Pensamos, então, corresponder ao fora do comum, do normal, a não comunicação ao arguido, de acórdão proferido em recurso, por parte do defensor. No fundo, estamos a repisar o que escreveu o TC na parte transcrita supra daquele Acórdão n.º59/99.
Daqui retirando a ideia, assente então num critério de razoabilidade, de que cabe ao arguido alegar e provar que tal comunicação não existiu ou que, tendo existido, não foi levada a cabo de modo a ele formar fundadamente o desígnio de recorrer ou de não recorrer.
Decerto que ponderando a questão em termos de razoabilidade também aceitemos a ideia - veiculada neste mesmo aresto - de que o defensor nomeado, em audiência, em substituição do primitivo que não compareceu, tem uma posição que não permite o aludido raciocínio sobre a comunicação ao arguido do teor do acórdão.
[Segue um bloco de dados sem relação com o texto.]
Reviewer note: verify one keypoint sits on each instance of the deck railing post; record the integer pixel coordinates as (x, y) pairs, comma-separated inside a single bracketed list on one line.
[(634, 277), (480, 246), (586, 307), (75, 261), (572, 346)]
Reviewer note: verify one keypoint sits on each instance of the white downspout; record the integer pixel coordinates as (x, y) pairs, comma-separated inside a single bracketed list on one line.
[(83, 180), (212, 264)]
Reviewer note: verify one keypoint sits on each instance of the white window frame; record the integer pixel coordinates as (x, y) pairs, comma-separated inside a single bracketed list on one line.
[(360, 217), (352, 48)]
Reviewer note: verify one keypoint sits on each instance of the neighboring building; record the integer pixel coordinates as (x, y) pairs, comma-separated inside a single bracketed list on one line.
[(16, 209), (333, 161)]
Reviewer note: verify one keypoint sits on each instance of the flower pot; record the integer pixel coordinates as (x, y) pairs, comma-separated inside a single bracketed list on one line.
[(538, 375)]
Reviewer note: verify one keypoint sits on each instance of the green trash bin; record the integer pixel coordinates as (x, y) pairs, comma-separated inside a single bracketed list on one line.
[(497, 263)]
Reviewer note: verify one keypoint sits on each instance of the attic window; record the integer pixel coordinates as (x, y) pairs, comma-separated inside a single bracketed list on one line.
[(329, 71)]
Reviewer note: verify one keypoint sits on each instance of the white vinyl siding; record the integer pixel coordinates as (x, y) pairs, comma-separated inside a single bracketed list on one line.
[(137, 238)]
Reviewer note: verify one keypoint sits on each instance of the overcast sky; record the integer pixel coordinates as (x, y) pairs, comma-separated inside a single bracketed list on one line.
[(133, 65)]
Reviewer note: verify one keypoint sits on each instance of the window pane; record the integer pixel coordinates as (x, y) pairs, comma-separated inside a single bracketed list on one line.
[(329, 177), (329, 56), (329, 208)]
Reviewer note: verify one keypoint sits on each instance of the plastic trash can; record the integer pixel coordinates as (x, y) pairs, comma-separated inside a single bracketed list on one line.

Mas isso não releva aqui : o defensor notificado do acórdão da relação tinha até sido constituído pelo arguido e veio a seguir a tramitação por muito tempo, tendo sido pela sua mão que foi levantada a questão que está na base do presente recurso.

XVII -
Ora, como se referiu nos factos provados (n.º XII), no requerimento de folhas 4268, o arguido não alude a qualquer falta de comunicação entre ele e o defensor.
Daí que tenhamos como assegurados os seus direitos de defesa - mormente o direito ao recurso - com a notificação a este.

XVIII -
Nesta conformidade, nega-se provimento ao recurso por ele interposto, confirmando-se a decisão de folhas 4424.
Custas por ele, com 4 UCCs de taxa de justiça.